Website Image Extractor

Software May 26, 2021 by Ben

This Java program is a crude way to extract and download images from the HTML of various websites. Given a URL, the program scans the HTML for that page and looks for image links and other image references. Then, the list of images is presented to the user and unwanted images can be removed.

Images can be selected using pattern recognition chosen by the user. Images can be automatically selected or deselected from the master list of images using keyword recognition (explained in detail below).

Additionally, the order in which the images should be downloaded can be changed (for images that need to be named in sequential order). Before downloading the images, various output file types can be selected and custom image naming schemes can be used (explained in detail below).

Currently, the program does not support extracting images from pages which use JavaScript or other languages to render images after the page is loaded; only image URLs found in the HTML code of the given URL can be downloaded.

Additional information and downloads can be found on the GitHub repository or below.

URL Entry

A URL must first be provided from which to extract the images from. To do this, enter the URL in the top field and select the “Grab Images” button. The images will then be extracted and the other fields in the program can be used for further manipulation.

Image Preview and Order

The leftmost panel in the GUI is reserved for image previews. When an image is selected from the image list (middle panel), a preview of that image will display on the left, also displaying the file name and resolution of the full image.

Image List

The center panel is used to list all of the extracted images and the order they will be downloaded/named in. Images can be dragged and dropped within this list to rearrange the download order (for sequential file names).
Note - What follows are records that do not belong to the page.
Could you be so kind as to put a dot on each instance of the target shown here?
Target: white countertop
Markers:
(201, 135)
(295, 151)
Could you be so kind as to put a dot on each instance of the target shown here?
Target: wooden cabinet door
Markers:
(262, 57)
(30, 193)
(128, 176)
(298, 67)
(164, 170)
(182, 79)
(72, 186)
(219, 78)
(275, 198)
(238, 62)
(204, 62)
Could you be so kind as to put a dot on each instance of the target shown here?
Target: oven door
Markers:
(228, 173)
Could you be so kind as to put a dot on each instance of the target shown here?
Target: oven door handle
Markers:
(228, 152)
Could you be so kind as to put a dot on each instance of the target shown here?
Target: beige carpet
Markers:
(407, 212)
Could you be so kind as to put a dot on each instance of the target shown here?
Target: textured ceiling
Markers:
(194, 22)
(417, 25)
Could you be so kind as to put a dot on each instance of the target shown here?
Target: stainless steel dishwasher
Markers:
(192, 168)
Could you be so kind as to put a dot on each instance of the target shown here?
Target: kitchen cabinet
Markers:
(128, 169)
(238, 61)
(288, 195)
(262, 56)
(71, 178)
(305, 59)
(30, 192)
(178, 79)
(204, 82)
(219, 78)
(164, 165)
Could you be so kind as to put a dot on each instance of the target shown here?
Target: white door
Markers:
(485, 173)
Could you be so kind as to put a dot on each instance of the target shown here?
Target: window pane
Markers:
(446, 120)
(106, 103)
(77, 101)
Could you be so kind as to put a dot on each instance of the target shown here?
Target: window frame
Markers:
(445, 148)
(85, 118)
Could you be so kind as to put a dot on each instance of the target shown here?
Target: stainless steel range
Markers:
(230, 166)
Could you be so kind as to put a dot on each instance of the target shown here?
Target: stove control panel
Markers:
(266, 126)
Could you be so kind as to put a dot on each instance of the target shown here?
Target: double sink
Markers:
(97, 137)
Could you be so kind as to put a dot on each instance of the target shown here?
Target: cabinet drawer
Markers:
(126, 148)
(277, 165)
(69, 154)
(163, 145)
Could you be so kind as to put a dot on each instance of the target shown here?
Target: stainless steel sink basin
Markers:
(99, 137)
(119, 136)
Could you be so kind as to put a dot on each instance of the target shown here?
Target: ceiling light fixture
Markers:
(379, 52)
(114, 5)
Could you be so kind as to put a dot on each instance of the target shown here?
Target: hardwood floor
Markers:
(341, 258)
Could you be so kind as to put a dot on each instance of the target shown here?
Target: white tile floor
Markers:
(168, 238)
With images selected, the “Delete selected items” button will remove all selected images from the image list. This removes them from the download list.

Auto-Select Settings

The auto-select settings are used to select/deselect images in the image list automatically based on keywords entered by the user. The “Including” field (populated with a comma-separated list) will select all images in the list and check them only if an image name contains ALL of the keywords in the list. The “excluding field” (populated with a comma-separated list) will select all images in the list containing ANY of the keywords in the list.

Image Output Settings

The image output settings are used to determine the output image file name. The “File prefix” field is added at the beginning of the image file name. The “Start index” spinner determines which integer value to begin counting for sequential image names. The “Extension” dropdown is used to select the image file type.
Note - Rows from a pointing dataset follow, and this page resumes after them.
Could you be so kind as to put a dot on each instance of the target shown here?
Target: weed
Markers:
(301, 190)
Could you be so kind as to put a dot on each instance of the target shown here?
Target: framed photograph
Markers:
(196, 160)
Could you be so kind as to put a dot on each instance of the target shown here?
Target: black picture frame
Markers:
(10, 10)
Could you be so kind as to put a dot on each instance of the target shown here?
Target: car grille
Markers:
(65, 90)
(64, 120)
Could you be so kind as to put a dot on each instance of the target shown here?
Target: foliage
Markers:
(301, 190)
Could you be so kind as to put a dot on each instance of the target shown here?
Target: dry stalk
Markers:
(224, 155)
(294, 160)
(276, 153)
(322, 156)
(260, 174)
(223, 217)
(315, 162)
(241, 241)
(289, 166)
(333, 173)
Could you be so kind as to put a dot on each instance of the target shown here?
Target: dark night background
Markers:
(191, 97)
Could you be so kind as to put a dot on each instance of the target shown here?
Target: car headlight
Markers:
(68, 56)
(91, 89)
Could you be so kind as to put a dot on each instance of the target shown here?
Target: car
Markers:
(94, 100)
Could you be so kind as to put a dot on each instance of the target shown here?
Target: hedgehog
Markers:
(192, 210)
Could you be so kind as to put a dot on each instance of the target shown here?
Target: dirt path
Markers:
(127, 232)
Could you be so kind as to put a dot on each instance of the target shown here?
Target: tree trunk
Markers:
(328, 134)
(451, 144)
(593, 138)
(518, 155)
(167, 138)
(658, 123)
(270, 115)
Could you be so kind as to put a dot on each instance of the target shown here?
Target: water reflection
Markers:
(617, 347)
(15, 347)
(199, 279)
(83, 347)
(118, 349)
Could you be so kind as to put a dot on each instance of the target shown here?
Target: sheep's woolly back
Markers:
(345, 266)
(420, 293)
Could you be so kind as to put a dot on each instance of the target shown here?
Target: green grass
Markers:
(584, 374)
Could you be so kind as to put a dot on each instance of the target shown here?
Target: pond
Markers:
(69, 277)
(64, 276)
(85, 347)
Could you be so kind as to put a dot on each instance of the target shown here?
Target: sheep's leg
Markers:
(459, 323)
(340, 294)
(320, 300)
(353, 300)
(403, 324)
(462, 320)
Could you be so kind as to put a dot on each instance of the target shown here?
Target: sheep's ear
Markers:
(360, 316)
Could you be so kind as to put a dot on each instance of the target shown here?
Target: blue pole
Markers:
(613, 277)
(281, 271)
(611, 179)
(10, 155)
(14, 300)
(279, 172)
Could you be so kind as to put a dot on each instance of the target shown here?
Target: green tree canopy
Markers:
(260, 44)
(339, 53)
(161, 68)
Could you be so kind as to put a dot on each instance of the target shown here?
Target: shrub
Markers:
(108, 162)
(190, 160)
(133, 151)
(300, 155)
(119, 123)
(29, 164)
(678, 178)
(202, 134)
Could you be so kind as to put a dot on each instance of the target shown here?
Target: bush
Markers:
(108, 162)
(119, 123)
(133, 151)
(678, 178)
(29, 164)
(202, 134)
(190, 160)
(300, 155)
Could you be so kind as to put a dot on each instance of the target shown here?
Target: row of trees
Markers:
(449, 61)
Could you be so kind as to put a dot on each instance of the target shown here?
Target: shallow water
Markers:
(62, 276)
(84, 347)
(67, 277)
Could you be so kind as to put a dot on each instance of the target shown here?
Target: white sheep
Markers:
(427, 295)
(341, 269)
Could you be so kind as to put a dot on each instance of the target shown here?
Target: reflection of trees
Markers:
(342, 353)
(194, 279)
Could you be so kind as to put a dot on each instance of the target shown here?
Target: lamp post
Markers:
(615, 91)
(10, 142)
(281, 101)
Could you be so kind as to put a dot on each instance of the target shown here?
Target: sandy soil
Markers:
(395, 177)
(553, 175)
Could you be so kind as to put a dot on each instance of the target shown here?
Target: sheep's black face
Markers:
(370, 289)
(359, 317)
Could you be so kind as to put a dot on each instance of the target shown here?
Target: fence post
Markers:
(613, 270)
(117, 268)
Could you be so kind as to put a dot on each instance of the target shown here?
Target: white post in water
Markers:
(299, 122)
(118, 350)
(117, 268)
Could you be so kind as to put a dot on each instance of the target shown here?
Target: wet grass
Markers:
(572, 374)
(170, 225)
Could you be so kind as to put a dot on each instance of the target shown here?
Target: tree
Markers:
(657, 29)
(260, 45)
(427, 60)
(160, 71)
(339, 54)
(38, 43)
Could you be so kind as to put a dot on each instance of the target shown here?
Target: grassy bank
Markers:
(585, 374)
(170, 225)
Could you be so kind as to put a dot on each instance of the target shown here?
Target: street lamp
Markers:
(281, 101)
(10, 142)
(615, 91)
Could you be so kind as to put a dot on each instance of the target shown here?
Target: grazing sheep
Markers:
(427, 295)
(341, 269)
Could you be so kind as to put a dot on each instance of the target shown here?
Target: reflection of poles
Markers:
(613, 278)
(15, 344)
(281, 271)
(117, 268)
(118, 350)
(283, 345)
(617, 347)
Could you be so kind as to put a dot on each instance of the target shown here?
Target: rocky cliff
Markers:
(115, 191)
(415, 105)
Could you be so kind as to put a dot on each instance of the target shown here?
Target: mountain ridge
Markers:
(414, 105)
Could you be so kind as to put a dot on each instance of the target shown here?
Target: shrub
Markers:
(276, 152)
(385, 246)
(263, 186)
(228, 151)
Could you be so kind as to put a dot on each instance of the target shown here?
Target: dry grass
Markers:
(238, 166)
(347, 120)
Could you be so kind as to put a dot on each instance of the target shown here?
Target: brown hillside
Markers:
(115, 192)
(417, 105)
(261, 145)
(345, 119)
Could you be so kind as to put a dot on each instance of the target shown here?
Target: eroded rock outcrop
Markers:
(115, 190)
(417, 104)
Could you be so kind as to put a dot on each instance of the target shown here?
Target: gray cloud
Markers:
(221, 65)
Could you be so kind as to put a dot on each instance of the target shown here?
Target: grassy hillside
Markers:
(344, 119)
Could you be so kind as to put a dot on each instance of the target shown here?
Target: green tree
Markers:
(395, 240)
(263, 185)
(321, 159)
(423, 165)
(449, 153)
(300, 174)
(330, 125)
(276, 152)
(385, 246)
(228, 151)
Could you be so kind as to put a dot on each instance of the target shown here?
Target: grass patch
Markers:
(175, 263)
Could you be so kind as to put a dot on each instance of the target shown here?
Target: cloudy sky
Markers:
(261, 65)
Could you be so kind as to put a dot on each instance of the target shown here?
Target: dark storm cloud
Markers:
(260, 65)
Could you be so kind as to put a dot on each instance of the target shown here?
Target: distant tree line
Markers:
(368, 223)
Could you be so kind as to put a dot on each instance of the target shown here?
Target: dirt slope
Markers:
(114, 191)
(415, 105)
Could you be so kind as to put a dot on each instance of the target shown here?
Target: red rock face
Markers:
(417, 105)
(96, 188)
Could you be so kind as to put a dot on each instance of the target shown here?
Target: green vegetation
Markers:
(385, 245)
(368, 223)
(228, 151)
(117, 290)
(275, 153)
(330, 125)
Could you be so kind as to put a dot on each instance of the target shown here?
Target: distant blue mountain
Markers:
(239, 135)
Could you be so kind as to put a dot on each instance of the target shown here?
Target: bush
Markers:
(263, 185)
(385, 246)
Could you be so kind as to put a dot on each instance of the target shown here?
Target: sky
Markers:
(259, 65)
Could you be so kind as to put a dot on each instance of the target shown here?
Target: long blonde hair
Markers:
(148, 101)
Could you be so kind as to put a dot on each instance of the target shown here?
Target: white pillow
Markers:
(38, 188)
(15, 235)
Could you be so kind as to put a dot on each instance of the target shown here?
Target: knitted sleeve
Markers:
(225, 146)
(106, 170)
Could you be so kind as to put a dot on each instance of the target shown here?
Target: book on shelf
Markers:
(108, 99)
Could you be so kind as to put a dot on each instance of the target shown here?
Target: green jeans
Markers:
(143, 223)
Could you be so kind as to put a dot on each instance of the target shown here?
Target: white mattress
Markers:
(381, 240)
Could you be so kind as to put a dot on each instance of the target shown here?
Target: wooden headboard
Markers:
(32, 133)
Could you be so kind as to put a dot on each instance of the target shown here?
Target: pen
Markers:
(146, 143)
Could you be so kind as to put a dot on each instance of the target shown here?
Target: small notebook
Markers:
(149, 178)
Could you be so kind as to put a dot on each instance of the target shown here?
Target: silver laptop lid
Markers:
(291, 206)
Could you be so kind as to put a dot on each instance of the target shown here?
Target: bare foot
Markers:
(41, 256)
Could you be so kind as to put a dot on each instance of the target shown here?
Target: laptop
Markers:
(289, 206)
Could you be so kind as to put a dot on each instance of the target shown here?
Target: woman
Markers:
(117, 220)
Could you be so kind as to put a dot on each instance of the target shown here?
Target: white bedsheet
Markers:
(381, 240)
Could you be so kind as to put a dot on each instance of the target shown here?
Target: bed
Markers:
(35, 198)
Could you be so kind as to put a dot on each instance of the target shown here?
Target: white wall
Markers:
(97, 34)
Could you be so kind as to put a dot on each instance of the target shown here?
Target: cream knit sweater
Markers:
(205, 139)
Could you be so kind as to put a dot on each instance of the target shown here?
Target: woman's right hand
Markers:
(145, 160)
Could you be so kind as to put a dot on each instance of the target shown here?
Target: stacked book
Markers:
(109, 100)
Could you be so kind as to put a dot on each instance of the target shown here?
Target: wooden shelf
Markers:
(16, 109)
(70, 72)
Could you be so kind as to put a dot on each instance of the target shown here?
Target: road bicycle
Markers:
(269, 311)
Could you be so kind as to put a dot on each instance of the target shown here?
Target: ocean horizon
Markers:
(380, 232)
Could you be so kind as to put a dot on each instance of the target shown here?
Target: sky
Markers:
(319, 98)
If you wish to preserve the original image file names, simply uncheck the “Enable sequential file names” checkbox, and those fields will be disabled and ignored.

The “Browse” button can be used to select a different image output location (default is the same location that the program is running in).

Download Images

Once all the settings are chosen, use the “Download!” button to begin downloading all images remaining in the image list. The progress bar will show the current download progress and text will display how many images have been downloaded and the total number of images to download.